Fred Akanni, Editor
Nigerian independent Conoil Producing has encountered over 320 feet of net hydrocarbon sands in about eight levels in Anim-1, in the Oil Prospecting Lease (OPL) 290, in the prolific south east shallow offshore Niger Delta. The figure is derived from a ‘first pass’ interpretation of Logging While Drilling (LWD) Tools. The company was running more detailed wireline facility over the past week, but there’s clear excitement at the Department of Petroleum Resources (DPR), the regulatory agency, which has been keen on getting companies to do more exploration work. Five of those sands are at least 40 feet thick, the rest are between 20 to 25 feet.

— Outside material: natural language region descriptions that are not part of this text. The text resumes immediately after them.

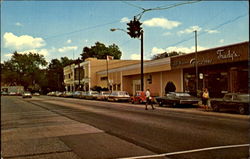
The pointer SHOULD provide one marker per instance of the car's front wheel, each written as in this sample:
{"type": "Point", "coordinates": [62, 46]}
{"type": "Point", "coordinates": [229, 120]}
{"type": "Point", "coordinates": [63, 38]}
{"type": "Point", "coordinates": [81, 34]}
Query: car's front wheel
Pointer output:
{"type": "Point", "coordinates": [160, 103]}
{"type": "Point", "coordinates": [216, 108]}
{"type": "Point", "coordinates": [242, 110]}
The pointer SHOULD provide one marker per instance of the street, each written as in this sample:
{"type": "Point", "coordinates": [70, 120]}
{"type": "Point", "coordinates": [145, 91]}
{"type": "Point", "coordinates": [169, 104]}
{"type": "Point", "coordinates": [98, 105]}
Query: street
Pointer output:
{"type": "Point", "coordinates": [55, 127]}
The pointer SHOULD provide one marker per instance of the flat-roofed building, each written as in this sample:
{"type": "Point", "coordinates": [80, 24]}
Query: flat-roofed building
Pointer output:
{"type": "Point", "coordinates": [82, 75]}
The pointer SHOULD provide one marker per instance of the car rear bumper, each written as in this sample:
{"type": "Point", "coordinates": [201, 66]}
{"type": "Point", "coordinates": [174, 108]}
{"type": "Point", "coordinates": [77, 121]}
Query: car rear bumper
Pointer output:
{"type": "Point", "coordinates": [188, 102]}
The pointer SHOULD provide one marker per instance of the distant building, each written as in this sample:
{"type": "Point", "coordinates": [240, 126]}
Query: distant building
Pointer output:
{"type": "Point", "coordinates": [12, 89]}
{"type": "Point", "coordinates": [223, 69]}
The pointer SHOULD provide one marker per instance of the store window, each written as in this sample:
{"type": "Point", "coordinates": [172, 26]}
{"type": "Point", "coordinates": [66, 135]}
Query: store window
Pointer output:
{"type": "Point", "coordinates": [118, 87]}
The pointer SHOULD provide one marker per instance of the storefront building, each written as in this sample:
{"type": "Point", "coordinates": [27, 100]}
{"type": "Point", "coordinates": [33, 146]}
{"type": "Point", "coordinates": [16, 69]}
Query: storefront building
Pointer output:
{"type": "Point", "coordinates": [221, 70]}
{"type": "Point", "coordinates": [156, 75]}
{"type": "Point", "coordinates": [82, 76]}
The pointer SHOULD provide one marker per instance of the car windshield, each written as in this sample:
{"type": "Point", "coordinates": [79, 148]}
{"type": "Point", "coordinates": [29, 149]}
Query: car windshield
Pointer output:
{"type": "Point", "coordinates": [123, 93]}
{"type": "Point", "coordinates": [244, 97]}
{"type": "Point", "coordinates": [182, 94]}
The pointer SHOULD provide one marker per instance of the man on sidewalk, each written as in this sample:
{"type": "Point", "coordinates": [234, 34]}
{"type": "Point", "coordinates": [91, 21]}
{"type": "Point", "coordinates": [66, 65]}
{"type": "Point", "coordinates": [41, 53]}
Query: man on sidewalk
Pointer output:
{"type": "Point", "coordinates": [148, 100]}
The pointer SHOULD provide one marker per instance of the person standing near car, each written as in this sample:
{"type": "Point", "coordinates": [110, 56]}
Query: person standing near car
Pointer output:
{"type": "Point", "coordinates": [205, 97]}
{"type": "Point", "coordinates": [148, 100]}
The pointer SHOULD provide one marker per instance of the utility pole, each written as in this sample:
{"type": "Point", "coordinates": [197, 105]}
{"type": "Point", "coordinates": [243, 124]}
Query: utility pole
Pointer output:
{"type": "Point", "coordinates": [107, 73]}
{"type": "Point", "coordinates": [196, 64]}
{"type": "Point", "coordinates": [142, 75]}
{"type": "Point", "coordinates": [79, 81]}
{"type": "Point", "coordinates": [135, 31]}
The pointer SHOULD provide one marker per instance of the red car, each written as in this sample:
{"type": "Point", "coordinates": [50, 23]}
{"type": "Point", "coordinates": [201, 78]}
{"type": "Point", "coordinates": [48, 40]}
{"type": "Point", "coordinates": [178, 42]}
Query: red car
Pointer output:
{"type": "Point", "coordinates": [139, 97]}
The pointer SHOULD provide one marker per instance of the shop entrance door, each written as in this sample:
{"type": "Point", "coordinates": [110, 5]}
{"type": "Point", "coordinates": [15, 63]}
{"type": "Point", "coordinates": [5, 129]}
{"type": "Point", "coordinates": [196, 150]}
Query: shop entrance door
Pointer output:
{"type": "Point", "coordinates": [136, 86]}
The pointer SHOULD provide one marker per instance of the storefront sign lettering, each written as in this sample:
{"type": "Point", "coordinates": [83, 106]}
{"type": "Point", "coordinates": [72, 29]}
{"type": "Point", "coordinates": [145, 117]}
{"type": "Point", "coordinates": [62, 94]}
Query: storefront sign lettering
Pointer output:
{"type": "Point", "coordinates": [177, 63]}
{"type": "Point", "coordinates": [201, 61]}
{"type": "Point", "coordinates": [222, 54]}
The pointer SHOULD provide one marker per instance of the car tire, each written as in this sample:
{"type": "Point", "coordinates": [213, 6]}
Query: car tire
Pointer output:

The reservoirs are part of the Biafra sands sequence, which is ‘native’ to the south east offshore Niger Delta.
“There was an ‘Amenam moment’ in the course of the drilling”, says a DPR source, referring to the French major TOTAL’s discovery of the Amenam field in 1990.
In the same south east offshore neighborhood, TOTAL famously drilled into 3,000 feet of shale in Amenam-1, without encountering a single pocket of sand, emerging, after the ordeal, into an entirely different deltaic sequence, hosting over six hydrocarbon reservoirs between 11,200 feet and 15,700 feet below sea level. By the time a final investment decision on the field was taken eight years after, TOTAL was proclaiming Amenam as a Billion barrel tank.
The drilling experience in Conoil‘s Anim-1 was not so dramatic. In chugging through the massive shale, there were small sand intercalations. But the DPR sources think that this well may be significant.
Anim-1 was spud on June 30, 2015 with the Monarch rig, operated by Depthwize. The well is prognosed to reach total depth at 12,500ft True Vertical Depth, (13,200 ft Measured Depth). The well will also fulfill the obligations of the Production Service Contract (PSC).
Conoil, with production of around 9,000BOPD, has been aggressive with the drill bit on exploration plays in the last three years; and it has had a string of discoveries to show for it, the most widely discussed of which is the Ango field, in Oil Mining Lease (OML) 59, which is now being completed and will soon be tied to existing production facilities in the lease.